Keywords

1 Introduction

Detection and tracking of vehicles in a video allows to estimate every vehicle trajectory while they remain in the scene. This has applications in a wide range of tasks: vehicle counting, accident detection, roundabout entry/exit analysis or assisted traffic surveillance. In a real-life scenario speed and robustness are a must, which translate to the requisites of real-time performance and occlusion handling.

In terms of the current tracking solutions we can distinguish two types: low-level and high-level trackers. The former exploits the visual information in the current frame to find the object of interest while the latter can use more complex information to estimate the new object position (probabilistic models, environment maps, etc.). Current low-level trackers [2, 5, 7] cannot handle total occlusions and do not provide a framework for multiple object tracking. In addition, the best current solutions require a high end GPU or do not operate in real time with multiple objects on CPU [7, 20].

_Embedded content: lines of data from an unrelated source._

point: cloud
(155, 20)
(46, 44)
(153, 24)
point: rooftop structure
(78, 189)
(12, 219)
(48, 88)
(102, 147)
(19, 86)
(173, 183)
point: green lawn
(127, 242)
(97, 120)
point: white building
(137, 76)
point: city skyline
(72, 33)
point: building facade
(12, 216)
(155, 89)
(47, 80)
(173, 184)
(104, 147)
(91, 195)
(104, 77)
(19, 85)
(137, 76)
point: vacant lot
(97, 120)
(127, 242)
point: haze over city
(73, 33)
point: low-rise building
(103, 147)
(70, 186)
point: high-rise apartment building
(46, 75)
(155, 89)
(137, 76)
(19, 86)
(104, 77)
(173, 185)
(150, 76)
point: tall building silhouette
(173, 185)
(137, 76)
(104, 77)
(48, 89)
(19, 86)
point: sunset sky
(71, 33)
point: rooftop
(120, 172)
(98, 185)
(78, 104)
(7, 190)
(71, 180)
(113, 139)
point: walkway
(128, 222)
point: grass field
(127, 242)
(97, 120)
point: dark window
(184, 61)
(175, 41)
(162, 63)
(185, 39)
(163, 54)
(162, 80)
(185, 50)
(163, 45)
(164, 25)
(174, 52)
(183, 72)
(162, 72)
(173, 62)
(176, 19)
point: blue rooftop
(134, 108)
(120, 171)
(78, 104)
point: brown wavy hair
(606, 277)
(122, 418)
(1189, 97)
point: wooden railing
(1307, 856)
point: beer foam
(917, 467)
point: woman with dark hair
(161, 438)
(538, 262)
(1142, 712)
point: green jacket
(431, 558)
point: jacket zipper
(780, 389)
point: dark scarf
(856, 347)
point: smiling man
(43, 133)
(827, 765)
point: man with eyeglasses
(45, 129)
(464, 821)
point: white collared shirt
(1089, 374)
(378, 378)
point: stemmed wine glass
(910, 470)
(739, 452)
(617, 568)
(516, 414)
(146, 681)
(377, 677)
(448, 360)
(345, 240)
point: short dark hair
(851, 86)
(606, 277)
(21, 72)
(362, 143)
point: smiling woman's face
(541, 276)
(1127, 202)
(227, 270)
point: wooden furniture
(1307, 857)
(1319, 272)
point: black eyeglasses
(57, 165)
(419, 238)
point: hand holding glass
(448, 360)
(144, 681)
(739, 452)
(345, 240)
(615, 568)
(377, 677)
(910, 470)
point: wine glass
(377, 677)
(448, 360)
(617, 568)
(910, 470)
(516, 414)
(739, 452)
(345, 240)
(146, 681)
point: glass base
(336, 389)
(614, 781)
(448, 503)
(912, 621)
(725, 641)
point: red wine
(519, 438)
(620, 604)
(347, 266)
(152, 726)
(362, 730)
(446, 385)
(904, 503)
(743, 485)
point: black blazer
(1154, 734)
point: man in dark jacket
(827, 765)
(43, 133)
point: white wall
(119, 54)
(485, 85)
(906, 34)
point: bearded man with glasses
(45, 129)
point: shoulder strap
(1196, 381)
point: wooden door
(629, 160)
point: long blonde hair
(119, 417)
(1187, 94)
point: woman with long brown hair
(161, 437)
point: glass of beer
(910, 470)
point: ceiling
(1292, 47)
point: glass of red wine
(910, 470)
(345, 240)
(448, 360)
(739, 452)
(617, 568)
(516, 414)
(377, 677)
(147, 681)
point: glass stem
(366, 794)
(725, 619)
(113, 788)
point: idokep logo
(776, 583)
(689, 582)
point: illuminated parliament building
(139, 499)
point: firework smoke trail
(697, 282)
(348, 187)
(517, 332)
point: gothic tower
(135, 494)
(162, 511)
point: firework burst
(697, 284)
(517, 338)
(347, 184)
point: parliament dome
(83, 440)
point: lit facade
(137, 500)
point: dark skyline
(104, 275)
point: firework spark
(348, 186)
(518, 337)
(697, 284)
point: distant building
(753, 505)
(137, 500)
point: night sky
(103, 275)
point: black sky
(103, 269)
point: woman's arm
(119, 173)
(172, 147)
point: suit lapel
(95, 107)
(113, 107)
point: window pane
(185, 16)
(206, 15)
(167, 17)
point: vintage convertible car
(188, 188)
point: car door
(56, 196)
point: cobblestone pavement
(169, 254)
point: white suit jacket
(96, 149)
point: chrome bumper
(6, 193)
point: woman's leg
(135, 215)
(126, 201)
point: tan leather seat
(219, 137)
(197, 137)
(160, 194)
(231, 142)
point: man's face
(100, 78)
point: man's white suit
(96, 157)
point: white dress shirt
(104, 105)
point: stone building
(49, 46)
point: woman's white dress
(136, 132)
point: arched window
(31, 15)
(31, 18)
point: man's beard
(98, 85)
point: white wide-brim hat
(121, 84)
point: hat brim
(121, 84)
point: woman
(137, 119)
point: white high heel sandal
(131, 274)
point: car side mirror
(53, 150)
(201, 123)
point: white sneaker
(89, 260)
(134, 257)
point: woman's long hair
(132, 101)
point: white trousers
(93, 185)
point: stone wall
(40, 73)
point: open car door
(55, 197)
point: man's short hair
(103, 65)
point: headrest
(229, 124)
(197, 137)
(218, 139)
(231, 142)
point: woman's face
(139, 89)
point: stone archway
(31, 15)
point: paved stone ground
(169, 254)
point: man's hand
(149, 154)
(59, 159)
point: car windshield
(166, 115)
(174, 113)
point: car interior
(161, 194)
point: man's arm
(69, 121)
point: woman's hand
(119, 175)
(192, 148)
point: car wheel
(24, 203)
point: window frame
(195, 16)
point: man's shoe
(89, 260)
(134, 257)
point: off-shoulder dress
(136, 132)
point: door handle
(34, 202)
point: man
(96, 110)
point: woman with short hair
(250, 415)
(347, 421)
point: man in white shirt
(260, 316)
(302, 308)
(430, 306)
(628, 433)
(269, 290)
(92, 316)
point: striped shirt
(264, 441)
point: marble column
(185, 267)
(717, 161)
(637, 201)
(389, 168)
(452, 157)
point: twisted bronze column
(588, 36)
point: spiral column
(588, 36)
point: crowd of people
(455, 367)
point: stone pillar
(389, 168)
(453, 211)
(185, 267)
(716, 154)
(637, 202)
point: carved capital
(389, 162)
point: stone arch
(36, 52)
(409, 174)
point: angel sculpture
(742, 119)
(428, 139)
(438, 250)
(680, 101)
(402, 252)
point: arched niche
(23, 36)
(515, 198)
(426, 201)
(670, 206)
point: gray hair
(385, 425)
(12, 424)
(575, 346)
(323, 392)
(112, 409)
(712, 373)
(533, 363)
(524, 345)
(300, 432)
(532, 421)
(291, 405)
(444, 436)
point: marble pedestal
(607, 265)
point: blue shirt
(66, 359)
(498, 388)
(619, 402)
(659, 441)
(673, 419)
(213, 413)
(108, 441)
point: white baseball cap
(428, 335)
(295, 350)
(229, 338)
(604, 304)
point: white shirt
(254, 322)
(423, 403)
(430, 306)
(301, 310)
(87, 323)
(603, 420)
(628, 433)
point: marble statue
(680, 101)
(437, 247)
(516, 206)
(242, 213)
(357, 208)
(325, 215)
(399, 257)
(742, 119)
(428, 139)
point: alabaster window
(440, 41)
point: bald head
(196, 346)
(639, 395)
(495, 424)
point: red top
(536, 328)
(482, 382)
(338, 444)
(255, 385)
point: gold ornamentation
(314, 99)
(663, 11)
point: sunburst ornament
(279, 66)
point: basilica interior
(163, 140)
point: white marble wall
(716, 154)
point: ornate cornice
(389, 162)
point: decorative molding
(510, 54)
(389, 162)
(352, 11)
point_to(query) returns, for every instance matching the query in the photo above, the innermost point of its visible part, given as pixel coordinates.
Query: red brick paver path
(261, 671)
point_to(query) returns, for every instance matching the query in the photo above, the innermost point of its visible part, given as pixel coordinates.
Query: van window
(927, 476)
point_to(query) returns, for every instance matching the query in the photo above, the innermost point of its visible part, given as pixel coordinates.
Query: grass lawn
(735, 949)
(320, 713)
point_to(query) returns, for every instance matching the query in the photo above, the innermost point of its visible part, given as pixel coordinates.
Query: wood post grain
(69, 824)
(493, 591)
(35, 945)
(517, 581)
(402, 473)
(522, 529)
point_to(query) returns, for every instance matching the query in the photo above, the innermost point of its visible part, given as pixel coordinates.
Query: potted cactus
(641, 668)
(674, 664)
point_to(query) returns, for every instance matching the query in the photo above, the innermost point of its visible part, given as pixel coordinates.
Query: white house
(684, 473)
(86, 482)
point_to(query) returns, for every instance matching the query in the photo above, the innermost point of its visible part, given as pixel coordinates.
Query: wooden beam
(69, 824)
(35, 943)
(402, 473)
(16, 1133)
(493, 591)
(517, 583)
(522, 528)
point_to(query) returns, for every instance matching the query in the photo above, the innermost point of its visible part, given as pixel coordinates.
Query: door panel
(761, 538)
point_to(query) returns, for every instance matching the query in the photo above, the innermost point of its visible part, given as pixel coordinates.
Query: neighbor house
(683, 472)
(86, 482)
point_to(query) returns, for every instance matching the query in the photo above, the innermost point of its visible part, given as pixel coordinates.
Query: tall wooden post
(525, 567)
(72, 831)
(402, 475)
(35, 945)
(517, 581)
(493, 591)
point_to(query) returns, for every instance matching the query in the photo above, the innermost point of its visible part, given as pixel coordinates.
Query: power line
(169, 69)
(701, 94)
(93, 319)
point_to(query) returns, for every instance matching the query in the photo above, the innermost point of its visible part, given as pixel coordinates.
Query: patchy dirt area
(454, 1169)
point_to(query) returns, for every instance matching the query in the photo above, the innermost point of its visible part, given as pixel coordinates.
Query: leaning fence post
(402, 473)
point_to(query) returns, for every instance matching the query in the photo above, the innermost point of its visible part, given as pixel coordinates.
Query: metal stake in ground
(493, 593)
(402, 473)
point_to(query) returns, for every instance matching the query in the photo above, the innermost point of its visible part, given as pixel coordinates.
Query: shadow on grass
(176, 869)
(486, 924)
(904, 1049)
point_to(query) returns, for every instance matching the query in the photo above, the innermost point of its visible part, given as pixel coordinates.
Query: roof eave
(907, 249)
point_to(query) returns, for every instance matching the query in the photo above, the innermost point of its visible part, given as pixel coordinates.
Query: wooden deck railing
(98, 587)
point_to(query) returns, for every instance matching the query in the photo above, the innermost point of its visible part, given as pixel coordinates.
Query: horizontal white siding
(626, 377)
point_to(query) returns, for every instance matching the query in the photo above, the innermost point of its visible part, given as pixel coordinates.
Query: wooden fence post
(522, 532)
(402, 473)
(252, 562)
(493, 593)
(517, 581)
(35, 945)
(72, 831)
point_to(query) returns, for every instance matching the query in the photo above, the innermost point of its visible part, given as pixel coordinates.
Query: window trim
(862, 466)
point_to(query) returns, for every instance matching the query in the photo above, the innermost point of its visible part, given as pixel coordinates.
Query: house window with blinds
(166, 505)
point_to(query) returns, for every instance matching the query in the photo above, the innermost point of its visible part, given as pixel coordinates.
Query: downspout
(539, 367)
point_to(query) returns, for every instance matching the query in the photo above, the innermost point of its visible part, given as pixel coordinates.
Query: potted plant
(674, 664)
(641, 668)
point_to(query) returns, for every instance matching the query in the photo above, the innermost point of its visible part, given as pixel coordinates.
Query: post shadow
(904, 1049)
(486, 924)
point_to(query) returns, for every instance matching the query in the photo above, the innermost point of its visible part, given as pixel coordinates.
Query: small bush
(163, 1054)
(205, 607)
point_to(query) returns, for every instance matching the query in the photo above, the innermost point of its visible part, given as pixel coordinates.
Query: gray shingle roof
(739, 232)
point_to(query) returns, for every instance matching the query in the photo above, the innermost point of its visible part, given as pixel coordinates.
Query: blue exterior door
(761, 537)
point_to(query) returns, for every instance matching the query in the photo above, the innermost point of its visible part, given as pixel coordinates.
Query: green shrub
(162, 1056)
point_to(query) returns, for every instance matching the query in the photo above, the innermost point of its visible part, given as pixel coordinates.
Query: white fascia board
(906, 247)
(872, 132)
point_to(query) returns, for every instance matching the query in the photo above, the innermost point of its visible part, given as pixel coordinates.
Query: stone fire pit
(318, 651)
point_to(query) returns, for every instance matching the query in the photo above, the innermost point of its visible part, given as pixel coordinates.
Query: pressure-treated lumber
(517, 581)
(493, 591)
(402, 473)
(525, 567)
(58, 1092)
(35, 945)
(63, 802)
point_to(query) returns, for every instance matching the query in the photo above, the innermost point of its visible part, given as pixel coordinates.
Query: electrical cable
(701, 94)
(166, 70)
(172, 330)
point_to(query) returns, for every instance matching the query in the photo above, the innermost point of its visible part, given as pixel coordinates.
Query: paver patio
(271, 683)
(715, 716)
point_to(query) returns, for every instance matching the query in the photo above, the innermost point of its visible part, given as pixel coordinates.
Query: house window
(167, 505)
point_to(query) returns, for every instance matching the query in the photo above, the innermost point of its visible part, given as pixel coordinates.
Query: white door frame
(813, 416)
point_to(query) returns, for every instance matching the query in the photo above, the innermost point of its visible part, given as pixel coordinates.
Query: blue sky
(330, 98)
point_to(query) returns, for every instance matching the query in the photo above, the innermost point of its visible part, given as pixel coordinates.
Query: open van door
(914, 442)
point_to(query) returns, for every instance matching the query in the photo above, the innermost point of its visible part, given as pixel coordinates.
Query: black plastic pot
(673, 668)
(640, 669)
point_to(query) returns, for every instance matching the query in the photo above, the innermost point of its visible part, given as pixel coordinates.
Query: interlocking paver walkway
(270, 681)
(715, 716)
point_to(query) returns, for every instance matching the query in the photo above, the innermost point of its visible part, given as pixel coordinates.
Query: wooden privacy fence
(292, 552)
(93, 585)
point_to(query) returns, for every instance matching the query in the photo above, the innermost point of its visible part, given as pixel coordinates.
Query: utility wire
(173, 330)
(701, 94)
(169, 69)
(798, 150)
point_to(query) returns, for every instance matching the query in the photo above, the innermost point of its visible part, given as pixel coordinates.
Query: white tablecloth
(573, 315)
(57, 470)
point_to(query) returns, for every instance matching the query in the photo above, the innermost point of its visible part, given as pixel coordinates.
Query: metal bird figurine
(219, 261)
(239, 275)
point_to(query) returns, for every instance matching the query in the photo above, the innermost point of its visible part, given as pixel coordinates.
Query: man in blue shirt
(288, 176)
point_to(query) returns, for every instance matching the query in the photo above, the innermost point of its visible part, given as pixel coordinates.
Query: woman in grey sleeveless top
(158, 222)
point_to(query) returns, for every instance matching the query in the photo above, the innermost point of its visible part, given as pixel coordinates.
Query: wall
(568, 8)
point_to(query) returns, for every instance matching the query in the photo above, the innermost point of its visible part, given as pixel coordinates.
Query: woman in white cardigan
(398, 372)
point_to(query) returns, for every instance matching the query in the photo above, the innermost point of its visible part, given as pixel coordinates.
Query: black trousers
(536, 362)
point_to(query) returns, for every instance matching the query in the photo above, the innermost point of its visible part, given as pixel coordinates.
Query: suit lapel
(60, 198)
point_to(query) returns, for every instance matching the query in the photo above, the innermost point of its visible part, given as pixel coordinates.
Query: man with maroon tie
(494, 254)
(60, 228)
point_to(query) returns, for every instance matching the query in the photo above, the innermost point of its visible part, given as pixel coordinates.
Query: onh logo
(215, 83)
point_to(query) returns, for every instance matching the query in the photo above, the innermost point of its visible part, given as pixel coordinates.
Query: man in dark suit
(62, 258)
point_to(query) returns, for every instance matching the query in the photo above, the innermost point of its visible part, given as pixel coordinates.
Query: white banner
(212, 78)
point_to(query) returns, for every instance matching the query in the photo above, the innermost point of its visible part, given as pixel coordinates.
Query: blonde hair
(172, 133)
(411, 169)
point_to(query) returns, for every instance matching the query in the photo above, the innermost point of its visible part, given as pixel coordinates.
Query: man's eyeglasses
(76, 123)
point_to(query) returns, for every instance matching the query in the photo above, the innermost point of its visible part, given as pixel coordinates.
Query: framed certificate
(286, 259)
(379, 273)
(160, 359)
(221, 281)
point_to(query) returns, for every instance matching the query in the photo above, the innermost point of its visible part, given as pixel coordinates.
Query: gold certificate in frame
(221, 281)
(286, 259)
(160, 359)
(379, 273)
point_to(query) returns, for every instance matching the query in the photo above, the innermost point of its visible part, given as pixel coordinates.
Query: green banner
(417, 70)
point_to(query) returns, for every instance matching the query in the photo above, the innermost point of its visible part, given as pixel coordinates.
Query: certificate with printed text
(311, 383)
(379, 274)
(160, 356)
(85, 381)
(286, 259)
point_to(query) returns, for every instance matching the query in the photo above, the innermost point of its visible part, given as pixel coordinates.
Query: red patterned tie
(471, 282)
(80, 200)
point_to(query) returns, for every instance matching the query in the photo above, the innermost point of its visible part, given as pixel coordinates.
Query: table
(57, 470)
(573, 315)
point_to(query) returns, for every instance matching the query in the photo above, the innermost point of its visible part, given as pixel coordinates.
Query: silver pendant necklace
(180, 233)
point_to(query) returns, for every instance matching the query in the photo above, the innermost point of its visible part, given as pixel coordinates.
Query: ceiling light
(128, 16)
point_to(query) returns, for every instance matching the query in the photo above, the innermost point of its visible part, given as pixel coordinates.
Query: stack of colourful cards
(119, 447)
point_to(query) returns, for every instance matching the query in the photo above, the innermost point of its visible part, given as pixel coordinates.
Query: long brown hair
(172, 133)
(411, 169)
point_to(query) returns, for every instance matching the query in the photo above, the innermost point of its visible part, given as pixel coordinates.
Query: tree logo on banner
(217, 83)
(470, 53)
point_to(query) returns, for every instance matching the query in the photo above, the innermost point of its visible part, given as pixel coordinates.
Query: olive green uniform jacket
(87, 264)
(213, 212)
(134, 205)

In recent years, the high-level tracking problem has been focused as a tracking-by-detection approach [1]. This framework considers the tracking task as a data association problem between detections and trackers over time. This assumes the existence of reliable detections in every frame of a video, something that in a real-life scenario is not a valid option as current state-of-the-art deep-learning based detectors operate above 75 ms per frame [17].

In this paper, we present a traffic monitoring system that performs multiple object detection and tracking in a video in real-time handling total occlusions. The system is composed of a deep-learning based detector, a low-level Discriminative Correlation Filter (DCF) based tracker, a high-level Kalman Filter based tracker and data association based on the Hungarian algorithm. The contributions of our proposal are:

  • A traffic monitoring system that can process more than 400 vehicles simultaneously in videos with HD resolution in real-time.

  • The system also handles occlusions by detecting the upcoming occlusion and searching the occluded vehicle in a zone called ROI (Region-Of-Interest) that is proportional to the error degree in the tracking process. We provide a metric for on-line tracking failure detection by estimating the distance between two independent tracking methods allowing us to update the system’s tracking error accordingly.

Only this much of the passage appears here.